The study of humans is complicated and laden with challenges, with hundreds of factors coming together and only a limited amount of individuals sampled to date. In order to get higher-resolution pictures of how genetics and disease relate through metabolic processes, the sample sizes studied must be very high, Dr. Suhre said.
“People are not lab mice,” he explained. “In lab mice you can knock out one gene and see the signal but in humans you obviously can’t do that. There is a lot of individual variation. That’s why as hundreds of factors come together it’s hard to find a clear signal that can be related to only one of them.”
Dr. Suhre said there are two main approaches to getting a clearer picture about metabolic relationships to disease and genes: “A genome-wide association study of the relationship between SNPs [Single Nucleotide Polymorphisms: isolated genetic differences] and metabolomics, and a metabolome-wide association study of non-genetic factors, such as coffee consumption, nutrition habits, smoking, medication, physical activity and other lifestyle choices and how these link to a person’s metabotype.”
Last fall, Dr. Suhre and colleagues were published in the journal Nature (43:565-569, 2011) for their findings related to 37 SNPs that were strongly linked to metabolic traits, 23 of which had never been seen before. The study was based on blood from 2,800 people.

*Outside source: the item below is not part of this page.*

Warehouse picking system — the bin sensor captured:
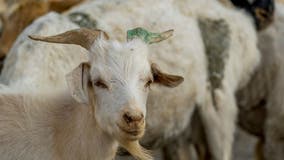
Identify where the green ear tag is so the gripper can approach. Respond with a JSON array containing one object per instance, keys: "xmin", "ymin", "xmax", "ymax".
[{"xmin": 127, "ymin": 27, "xmax": 174, "ymax": 44}]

“Two things are critical in this field of study, one is you increase the sample size," Dr. Suhre said. “The other thing is to increase the intermediate metabotypes studied in relation to the SNPs, because even with large sample sizes, the genes don’t show enough. I can measure a million genotypes at a time, but many of those have no effect. If I roll seven dice a million times, I’m bound to reach a point where I eventually get all sixes, although such a pattern is expected.

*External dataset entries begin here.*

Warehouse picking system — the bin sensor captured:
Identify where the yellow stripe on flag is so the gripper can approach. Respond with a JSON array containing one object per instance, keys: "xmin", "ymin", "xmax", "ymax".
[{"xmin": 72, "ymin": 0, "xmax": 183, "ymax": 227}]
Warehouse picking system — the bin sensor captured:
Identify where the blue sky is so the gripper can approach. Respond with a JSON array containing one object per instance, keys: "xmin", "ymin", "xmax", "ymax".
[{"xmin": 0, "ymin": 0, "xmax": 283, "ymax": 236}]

“Likewise, at some point, if I have only a small number of study participants, I may find that all of my diabetics have one genotype and the healthy ones have another, but this could be a chance event,” he continued. “If I increase the number of individuals in my study, at some point it cannot be a chance event anymore; let’s say instead of seven we have a hundred dice and roll them a million times, then rolling an all-six pattern would be extremely unlikely.’”

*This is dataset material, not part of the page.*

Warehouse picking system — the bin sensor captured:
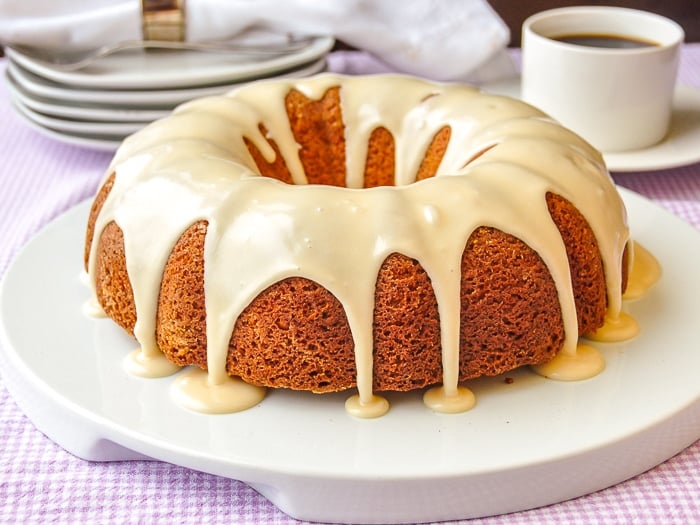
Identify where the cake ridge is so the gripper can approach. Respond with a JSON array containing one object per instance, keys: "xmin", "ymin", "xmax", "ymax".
[{"xmin": 88, "ymin": 74, "xmax": 629, "ymax": 418}]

Dr. Suhre is currently collaborating with many researchers at WCMC-Q and Qatar's national health care provider, Hamad Medical Corporation. Many of these collaborations are supported by QNRF National Priorities Research Program grants. Genetic analysis takes place mainly at WCMC-Q, and and some of the analysis of the metabolite data and lifestyle and symptom information is being coordinated with Qatar Computing Research Institute and Texas A&M University in Qatar.
“Genes remain the same over your lifetime, but metabolites change all the time,” Dr. Suhre said. “Study parameters, the day a sample was taken or whether or not a person was fasting, all kinds of factors affect metabolites and must be considered, controlled and documented. So we are coordinating with our clinical research partners to ensure that the samples are standardized so that the data we work with into the future is of the highest quality we can achieve.”